The other recent occurrence that has added fuel to the fire was a segment on NPR’s Morning Edition where they deal with aspects of what amounts to the American Songbook. The segment dealt with the generational influence of folk-singer songwriter Bob Dylan’s The Times They Are A-Changin’ as an anthem for our generation (and its revival of late in newer social movements like the kids getting serious about gun control). No question for those who came of political age early in the 1960s before all hell broke loose this was a definitive summing up song for those of us who were seeking what Bobby Kennedy would later quoting a line of poetry from Alfred Lord Tennyson call “seeking a newer world.” In one song was summed up what we thought about obtuse indifferent authority figures, the status quo, our clueless parents, the social struggles that were defining us and a certain hurried-ness to get to wherever we thought we were going.
I mentioned in that previous commentary that given his subsequent trajectory while Bob Dylan may have wanted to be the reincarnation Plus of Woody Guthrie (which by his long life he can rightly claim) whether he wanted to be, could be, the voice of the Generation of ’68 was problematic. What drove me, is driving me a little crazy is who or what some fifty plus years after all the explosions represented the best of what we had started out to achieve (and were essentially militarily defeated by the ensuing reaction before we could achieve most of it) in those lonely high school halls and college dormitories staying up late at night worrying about the world and our place in the sun.

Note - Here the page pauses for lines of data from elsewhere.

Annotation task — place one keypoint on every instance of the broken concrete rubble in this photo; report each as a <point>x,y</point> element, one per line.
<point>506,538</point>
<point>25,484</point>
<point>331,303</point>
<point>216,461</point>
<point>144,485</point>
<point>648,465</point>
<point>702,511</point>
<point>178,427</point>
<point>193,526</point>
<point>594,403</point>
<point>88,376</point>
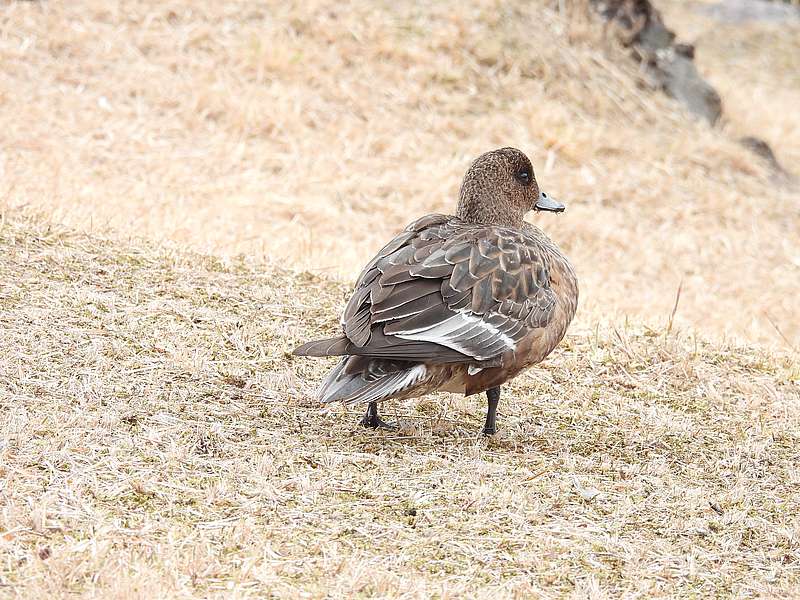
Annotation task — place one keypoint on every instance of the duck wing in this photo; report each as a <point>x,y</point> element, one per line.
<point>449,291</point>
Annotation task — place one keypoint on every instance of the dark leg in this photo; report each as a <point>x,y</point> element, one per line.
<point>493,396</point>
<point>372,420</point>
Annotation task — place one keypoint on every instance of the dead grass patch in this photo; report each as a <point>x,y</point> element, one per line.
<point>156,440</point>
<point>283,130</point>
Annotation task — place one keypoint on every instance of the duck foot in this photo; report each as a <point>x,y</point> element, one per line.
<point>373,421</point>
<point>493,397</point>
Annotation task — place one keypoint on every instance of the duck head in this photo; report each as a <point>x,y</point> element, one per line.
<point>499,188</point>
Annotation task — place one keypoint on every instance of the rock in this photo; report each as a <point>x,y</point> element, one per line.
<point>669,64</point>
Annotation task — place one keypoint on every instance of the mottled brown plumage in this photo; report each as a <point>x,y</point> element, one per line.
<point>457,303</point>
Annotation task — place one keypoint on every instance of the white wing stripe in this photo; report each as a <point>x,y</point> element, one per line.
<point>451,333</point>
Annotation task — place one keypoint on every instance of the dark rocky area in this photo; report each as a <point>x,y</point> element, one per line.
<point>670,66</point>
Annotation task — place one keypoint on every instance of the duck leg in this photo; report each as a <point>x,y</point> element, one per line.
<point>493,396</point>
<point>372,420</point>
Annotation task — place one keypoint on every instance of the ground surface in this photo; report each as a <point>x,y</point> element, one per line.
<point>157,440</point>
<point>309,132</point>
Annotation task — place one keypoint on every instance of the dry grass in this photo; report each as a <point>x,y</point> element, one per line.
<point>283,130</point>
<point>156,441</point>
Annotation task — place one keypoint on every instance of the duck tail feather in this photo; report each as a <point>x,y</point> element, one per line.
<point>355,386</point>
<point>328,347</point>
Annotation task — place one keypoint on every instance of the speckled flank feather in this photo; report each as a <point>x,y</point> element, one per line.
<point>461,303</point>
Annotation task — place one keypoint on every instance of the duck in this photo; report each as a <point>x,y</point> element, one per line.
<point>457,303</point>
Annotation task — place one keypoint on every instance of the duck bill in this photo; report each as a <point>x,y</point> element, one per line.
<point>547,203</point>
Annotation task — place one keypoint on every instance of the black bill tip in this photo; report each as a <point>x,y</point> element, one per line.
<point>547,203</point>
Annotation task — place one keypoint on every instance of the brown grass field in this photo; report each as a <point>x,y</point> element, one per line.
<point>186,192</point>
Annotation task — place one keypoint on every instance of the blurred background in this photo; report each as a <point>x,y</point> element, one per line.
<point>307,133</point>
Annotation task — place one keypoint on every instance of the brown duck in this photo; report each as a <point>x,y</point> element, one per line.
<point>456,303</point>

For a long time, probably far longer than was sensible I believed that it was somebody like Jim Morrison, shaman-like leader of the Doors, who came out of the West Coast winds and headed to our heads in the East. Not Dylan, although he was harbinger of what was to come later in the decade as rock reassembled itself in new garb after some vanilla music hiatus but somebody who embodied the new sensibility that Dylan had unleashed. The real nut though was that I, and not me alone, and not my communal brethren alone either, was the idea that we possessed again probably way past it use by date was that “music was the revolution” by that meaning nothing but the general lifestyle changes through the decade so that the combination of “dropping out” of nine to five society, dope in its many manifestations, kindnesses, good thought and the rapidly evolving music would carry us over the finish line. Guys like Josh Breslin and the late Pete Markin, hard political guys as well as rabid music lovers and dopers, used to laugh at me when I even mentioned that I was held in that sway especially when ebb tide of the counter-cultural movement hit in Nixon times and the bastinado was as likely to be our home as the new Garden. Still Jim Morrison as the “new man” (new human in today speak) made a lot of sense to me although when he fell down like many others to the lure of the dope I started reappraising some of my ideas -worried about that bastinado fate.  

So I’ll be damned right now if I could tell you that we had such a voice, and maybe that was the problem, or a problem which has left us some fifty years later without a good answer. Which only means for others to chime in with their thoughts on this matter.